Taking responsibility involves:     1. Following through on our assigned responsibilities;

     2. Acknowledging that we are in control of how we react to situations;

     3. Acknowledging our responsibility for our contributions to the problems in our lives;

     4. Using the gifts and talents we have been given to make the world a better place.

 

1. Break the class up into four "working groups" and assign each group one of the four different meanings of "taking responsibility," above.

2. Each working group should read the scenario, below, and then identify ways that the characters in the scenario are or are not taking responsibility, according to the group's assigned meaning of responsibility (1, 2, 3, or 4, above).

3. Finally, each group should describe ways that the characters could better live up to the EQ characteristic of "taking responsibility."

 

       Dale and Tom worked together on this year's science fair project. Both boys got good grades in science and sometimes talked about becoming scientists. The two decided that their project would be making a poster about how electricity works, since Dale's father is an electrician.

       They started the poster the night before the project was due. They decided that Dale would ask his father to tell them all about electricity, write down what Dale's father said, and put it on the poster.

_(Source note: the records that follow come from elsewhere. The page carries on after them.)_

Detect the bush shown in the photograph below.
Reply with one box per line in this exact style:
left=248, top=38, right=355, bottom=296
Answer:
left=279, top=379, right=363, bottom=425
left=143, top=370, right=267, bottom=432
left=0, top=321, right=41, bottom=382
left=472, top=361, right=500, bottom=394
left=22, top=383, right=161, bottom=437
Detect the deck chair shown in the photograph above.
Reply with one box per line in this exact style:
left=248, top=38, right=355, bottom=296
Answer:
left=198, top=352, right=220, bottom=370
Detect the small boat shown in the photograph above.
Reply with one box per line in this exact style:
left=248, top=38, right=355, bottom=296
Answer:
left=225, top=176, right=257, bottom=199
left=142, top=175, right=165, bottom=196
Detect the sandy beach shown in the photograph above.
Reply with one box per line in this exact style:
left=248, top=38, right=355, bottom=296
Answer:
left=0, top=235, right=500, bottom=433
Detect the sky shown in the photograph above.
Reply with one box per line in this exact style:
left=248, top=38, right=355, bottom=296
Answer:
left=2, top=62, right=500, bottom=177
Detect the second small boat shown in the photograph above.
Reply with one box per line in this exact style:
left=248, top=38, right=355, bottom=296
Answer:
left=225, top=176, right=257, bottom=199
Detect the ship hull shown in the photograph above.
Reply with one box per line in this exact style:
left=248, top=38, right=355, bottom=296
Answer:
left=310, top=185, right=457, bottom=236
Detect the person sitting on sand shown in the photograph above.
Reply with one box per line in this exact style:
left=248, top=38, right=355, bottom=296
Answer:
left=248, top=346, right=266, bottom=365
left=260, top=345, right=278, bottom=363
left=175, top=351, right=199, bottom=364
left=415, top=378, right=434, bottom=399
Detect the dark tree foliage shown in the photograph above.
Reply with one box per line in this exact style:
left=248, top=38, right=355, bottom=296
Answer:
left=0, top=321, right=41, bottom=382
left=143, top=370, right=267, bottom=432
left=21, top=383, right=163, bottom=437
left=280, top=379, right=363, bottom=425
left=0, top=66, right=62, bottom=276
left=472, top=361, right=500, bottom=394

Tom agreed to get some brochures about saving money on electricity from his parents, figuring that the electric company always sent information like that when they sent out the electric bills.

       The night they were to work on the project, at Dale's house, Dale's father had to work late. He arrived home around 8:30 p.m. Dale got mad at his dad for getting home late, because it left little time for Dale and Tom to get the information for their project. Dale's dad replied that Dale had not even informed him that they needed his help on the project. Dale told his dad that he had forgotten to tell him about needing help. Dale's dad ended up writing and typing up the information Dale and Tom needed for their poster.

       Tom, meanwhile, never got the brochure from his parents' electric bill because his parents told him that the electric company does not usually send out such brochures with the bills. Tom told Dale about this right around the time that Dale's father arrived home. When Dale got mad at Tom over this, Tom argued that Dale had not followed through on what he was supposed to do, either. After the boys pasted onto their poster the information that Dale's father had written for them, they figured that the project was good enough and decided to hand it in that way.